Angga mengaku, kliennya tidak pernah menggunakan ijazah palsu. Semua itu didukung dengan bukti-bukti.
“Kami juga punya bukti bahwa ijazah tidak palsu atau asli,” jawabnya.
Mengenai adanya Surat Pemberitahuan Dimulainya Penyidikan (SPDP) yang dikirim ke Kejaksaan Tinggi (Kejati) Sultra, Angga mengaku tidak tahu menahu. Karena SPDP tidak pernah disampaikan.
Sebelumnya, pelapor kasus dugaan ijazah palsu Wakil Bupati Busel, Ridwan Azali mendesak Polda Sultra agar fokus mengusut kasus tersebut.
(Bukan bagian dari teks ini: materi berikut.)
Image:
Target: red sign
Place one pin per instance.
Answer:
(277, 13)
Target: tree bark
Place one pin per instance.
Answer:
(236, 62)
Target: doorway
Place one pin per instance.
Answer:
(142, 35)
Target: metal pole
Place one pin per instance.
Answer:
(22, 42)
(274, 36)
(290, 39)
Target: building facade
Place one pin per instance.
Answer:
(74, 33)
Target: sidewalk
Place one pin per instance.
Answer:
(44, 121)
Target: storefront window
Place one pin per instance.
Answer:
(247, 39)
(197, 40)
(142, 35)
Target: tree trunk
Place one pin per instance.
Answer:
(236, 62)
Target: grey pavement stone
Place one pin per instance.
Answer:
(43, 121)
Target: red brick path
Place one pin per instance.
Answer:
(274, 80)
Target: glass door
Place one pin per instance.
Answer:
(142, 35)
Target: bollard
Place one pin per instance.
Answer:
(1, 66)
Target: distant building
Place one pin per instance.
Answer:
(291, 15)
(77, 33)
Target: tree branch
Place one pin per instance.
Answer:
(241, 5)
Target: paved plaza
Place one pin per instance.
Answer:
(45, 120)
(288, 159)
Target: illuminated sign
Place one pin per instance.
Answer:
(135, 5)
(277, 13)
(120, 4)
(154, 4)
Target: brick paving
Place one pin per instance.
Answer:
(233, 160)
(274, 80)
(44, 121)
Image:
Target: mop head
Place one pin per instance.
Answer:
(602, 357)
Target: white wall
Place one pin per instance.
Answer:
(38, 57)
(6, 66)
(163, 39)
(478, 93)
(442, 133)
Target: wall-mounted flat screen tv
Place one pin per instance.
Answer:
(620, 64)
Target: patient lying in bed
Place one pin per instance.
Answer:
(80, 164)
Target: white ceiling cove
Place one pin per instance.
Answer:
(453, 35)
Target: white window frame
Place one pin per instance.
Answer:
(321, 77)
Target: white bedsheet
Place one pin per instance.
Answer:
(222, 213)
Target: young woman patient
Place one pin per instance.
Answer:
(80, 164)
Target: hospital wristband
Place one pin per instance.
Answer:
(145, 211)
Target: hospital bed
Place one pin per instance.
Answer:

Pasalnya, berbagai bukti yang dimiliki penyidik sudah sangat kuat untuk menentukan perkara tersebut.
Desakan itu disampaikan Ridwan Azali saat keluar dari Markas Polda Sultra, Rabu, 23 Agustus 2017.
Menurut dia, dalam waktu dekat pihaknya akan meminta Badan Reserse Kriminal (Bareskrim) Mabes Polri melakukan gelar perkara atas kasus tersebut.